Le centre Tchenrezik à Rezé, près de Nantes, offre un espace de méditation qui permet d'accueillir une douzaine de personnes. Une méditation silencieuse a lieu chaque mercredi soir.

Le centre, créé en 1998 par Lama Thupstan Wangchuk, a été béni par Bakoula Rimpoché et consolidé par Shenphen Rimpoché (bouddhisme tibétain). Il est aujourd'hui associé à l'association Un Zen Occidental pour la pratique du zen.

Les horaires : Le mercredi soir de 19 h à 20 h, arrivée à partir de 18 h 45. Deux sessions de méditation silencieuse de 25 minutes entrecoupées d'une méditation marchée de 10 minutes.

 

L'adresse : Le centre se trouve au 18 rue du Pélican 44400 Rezé. Plan Google Maps.

Transports en commun : Tramway : ligne 3, Arrêt Espace Diderot. Suivre la rue du Château de Rezé puis, dans le prolongement, la rue Maurice Jouaud jusqu'à la rue du Pélican sur la gauche.

Prévoir : Un pantalon suffisamment large ainsi qu'un coussin de méditation (des coussins sont également disponibles sur place).
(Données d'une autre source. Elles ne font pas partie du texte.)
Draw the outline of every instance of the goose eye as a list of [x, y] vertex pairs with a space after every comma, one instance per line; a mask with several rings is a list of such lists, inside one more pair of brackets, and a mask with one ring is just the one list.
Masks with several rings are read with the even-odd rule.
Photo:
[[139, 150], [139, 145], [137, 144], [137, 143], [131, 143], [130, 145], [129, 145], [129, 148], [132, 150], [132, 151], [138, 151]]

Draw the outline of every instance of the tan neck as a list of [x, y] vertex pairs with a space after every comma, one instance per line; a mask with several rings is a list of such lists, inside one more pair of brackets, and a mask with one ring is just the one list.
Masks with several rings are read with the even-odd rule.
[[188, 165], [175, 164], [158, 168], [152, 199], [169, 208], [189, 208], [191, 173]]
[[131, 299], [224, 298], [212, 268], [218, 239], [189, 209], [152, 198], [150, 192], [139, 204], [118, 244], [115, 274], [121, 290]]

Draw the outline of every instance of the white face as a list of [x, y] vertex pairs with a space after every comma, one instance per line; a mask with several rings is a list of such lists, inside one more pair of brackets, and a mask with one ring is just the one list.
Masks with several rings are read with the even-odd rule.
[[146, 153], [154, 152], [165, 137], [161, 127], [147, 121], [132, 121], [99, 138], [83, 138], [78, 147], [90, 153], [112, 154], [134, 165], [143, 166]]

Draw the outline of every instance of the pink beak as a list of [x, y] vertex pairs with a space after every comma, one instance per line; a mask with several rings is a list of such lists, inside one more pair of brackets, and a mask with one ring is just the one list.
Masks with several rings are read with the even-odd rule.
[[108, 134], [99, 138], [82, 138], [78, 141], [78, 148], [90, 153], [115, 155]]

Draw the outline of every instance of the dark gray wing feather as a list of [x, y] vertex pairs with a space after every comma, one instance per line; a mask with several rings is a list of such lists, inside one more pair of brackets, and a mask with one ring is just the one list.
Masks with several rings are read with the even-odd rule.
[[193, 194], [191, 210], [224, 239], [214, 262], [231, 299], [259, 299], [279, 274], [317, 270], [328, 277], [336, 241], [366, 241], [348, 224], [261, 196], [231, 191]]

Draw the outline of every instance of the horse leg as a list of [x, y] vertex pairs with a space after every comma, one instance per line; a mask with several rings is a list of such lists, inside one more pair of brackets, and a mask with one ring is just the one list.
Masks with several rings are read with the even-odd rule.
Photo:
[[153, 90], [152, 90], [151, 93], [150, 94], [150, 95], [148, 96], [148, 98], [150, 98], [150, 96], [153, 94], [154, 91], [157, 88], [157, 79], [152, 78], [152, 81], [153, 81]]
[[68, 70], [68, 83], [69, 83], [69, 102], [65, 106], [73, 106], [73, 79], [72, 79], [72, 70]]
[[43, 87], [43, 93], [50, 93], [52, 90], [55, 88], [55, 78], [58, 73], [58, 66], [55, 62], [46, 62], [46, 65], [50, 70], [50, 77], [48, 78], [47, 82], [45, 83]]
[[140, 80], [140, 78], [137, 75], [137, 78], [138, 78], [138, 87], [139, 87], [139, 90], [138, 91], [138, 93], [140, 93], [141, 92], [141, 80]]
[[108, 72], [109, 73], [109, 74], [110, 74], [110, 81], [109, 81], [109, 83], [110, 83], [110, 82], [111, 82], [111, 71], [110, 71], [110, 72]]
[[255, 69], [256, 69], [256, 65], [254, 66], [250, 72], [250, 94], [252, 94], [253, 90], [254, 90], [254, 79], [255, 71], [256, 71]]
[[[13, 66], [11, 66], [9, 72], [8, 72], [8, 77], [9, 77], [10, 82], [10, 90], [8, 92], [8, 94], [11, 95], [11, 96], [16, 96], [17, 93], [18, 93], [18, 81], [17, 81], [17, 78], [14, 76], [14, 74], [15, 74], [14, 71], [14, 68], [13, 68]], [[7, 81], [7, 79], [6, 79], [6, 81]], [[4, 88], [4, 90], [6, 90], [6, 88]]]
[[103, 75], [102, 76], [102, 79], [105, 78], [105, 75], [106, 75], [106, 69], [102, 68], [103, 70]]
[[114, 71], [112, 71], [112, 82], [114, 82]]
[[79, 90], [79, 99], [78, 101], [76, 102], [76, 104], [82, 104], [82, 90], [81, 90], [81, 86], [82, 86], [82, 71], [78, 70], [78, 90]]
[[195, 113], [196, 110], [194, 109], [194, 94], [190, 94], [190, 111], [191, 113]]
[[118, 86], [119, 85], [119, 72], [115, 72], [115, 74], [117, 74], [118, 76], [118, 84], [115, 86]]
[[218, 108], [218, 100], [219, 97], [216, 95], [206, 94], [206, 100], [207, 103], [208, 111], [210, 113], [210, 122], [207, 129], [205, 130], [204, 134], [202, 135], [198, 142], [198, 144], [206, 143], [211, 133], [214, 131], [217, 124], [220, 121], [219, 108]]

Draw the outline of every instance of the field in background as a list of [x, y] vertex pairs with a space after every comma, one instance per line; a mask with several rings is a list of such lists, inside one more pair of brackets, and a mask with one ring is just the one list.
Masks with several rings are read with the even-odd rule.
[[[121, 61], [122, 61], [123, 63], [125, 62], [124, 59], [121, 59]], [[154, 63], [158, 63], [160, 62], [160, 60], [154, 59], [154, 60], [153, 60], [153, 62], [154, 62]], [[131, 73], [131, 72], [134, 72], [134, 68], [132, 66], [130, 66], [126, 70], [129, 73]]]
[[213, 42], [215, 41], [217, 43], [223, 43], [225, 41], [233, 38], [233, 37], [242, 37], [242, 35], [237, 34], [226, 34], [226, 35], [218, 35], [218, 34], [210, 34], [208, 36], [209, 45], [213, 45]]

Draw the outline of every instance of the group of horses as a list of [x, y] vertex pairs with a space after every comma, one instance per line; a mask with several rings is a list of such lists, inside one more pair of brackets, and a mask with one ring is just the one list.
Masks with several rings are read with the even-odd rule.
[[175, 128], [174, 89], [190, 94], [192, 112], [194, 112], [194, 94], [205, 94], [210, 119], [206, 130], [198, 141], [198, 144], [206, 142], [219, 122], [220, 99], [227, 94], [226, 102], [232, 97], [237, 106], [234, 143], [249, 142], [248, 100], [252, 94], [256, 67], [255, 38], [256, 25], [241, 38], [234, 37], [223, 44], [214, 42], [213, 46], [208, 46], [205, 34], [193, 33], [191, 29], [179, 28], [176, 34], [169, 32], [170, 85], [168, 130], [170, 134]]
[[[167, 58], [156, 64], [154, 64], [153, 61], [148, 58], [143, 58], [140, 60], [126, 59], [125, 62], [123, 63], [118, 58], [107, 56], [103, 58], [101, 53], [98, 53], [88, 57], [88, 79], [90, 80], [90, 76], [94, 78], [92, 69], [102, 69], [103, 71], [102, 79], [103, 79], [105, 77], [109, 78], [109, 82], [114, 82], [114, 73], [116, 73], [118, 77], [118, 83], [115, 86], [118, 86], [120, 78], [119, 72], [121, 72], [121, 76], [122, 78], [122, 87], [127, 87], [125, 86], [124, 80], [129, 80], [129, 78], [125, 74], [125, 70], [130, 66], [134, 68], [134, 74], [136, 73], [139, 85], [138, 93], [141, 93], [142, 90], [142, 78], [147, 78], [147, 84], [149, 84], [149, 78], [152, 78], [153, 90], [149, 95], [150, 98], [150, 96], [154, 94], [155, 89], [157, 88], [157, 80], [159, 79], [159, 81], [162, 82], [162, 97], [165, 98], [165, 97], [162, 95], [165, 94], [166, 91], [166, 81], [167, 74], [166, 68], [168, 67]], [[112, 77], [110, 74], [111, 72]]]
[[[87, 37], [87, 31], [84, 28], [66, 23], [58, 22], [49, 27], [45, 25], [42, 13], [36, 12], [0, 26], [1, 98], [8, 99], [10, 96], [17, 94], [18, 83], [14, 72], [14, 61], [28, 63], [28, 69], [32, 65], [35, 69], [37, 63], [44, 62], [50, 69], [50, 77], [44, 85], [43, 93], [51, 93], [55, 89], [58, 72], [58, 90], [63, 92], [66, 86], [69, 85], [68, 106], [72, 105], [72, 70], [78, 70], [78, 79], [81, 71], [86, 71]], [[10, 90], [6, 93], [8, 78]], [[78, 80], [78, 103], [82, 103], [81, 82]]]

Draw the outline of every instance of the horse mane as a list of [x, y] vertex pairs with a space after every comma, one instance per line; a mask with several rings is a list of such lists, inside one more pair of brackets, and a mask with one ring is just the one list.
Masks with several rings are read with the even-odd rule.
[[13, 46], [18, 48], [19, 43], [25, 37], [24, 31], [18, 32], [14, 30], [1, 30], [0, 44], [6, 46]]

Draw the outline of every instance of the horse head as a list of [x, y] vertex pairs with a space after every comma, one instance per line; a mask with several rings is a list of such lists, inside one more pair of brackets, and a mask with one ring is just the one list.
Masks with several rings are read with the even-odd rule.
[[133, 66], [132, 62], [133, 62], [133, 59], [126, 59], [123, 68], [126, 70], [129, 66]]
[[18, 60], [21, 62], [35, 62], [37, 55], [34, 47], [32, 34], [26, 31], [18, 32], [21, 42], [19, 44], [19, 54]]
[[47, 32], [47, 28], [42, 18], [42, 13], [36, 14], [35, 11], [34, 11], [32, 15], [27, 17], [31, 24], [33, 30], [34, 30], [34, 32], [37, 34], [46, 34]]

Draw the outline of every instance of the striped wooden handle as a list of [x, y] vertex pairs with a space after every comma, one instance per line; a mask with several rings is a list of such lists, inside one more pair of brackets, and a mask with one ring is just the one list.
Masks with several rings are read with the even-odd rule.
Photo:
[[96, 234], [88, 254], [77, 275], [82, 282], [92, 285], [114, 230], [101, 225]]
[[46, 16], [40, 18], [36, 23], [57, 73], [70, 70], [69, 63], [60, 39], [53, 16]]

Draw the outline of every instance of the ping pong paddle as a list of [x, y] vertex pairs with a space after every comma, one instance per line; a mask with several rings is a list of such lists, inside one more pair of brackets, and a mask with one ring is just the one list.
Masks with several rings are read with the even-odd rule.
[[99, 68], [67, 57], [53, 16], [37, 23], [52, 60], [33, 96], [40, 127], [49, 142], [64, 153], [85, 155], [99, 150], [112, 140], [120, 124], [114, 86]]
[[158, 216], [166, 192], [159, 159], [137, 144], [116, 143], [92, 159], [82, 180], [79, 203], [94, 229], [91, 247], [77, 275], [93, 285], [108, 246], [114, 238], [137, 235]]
Participation aux frais : Le centre reste volontairement un groupe informel et n'a pas le statut d'association. Il est recommandé d'offrir un don qui sera reversé dans son intégralité à un programme de scolarisation d'enfants au Ladakh.

Renseignements : Frédéric Baylot, courrier électronique : lungta (at) free.fr .

À noter : Il est recommandé de prendre contact avant de venir la première fois.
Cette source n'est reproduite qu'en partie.